Mumbai: Peer-to-peer (P2P) lending platforms will gain legitimacy and be able to compete with banks and non-bank lenders when they come under the regulatory ambit of the Reserve Bank of India (RBI), industry experts said on Thursday.
Those most likely to face competition from P2P lending, if it picks up, include small non-banking finance companies (NBFCs) and moneylenders in the business of giving small, unsecured loans for the short-term needs of their customers.
Presently, P2P platforms offer loans that are typically below the minimum amount offered by the formal financing sector. Often, they cater to borrowers who are urgently in need of money and do not have anywhere else to turn to.

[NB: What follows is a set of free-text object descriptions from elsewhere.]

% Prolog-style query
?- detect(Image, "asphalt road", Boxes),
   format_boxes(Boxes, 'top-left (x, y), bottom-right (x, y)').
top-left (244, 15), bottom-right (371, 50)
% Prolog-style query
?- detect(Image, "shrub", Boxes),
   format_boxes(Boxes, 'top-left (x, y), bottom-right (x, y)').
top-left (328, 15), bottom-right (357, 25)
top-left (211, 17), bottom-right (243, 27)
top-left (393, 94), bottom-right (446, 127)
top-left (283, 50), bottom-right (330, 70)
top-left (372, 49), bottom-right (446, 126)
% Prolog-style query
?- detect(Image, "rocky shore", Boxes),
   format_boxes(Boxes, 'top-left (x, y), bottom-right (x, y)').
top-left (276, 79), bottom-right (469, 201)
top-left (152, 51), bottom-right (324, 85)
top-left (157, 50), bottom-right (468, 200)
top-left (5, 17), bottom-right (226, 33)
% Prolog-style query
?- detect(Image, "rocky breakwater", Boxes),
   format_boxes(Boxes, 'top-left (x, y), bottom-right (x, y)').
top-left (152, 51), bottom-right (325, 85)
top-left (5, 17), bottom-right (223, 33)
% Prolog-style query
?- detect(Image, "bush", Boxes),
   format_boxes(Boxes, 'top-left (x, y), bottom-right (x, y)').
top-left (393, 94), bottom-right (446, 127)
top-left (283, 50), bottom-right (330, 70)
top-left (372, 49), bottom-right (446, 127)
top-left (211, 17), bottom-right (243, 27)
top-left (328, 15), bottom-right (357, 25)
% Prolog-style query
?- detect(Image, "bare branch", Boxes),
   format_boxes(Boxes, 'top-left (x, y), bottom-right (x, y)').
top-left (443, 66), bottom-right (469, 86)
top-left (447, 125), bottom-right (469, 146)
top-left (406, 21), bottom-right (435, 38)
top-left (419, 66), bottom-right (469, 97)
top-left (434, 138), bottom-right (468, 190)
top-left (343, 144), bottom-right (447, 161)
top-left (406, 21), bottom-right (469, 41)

As the business picks up, they can potentially offer larger loans.
“We currently provide loans between Rs.50,000 and Rs.2 lakh, which is technically above what a microfinance company provides, but less than banks or NBFCs. Once we have established ourselves over the next two years, we might want to look at larger ticket sizes,” said Bhavin Shah, founder of LenDenClub, a P2P lending platform.
P2P lending is a form of crowdfunding used to raise loans that are paid back with interest. The lending platforms are largely technology companies registered under the Companies Act and acting as an aggregator for lenders and borrowers.
Once the borrowers and lenders register themselves on a P2P website, the operator of the platform carries out due diligence. Those found acceptable are allowed to borrow and lend.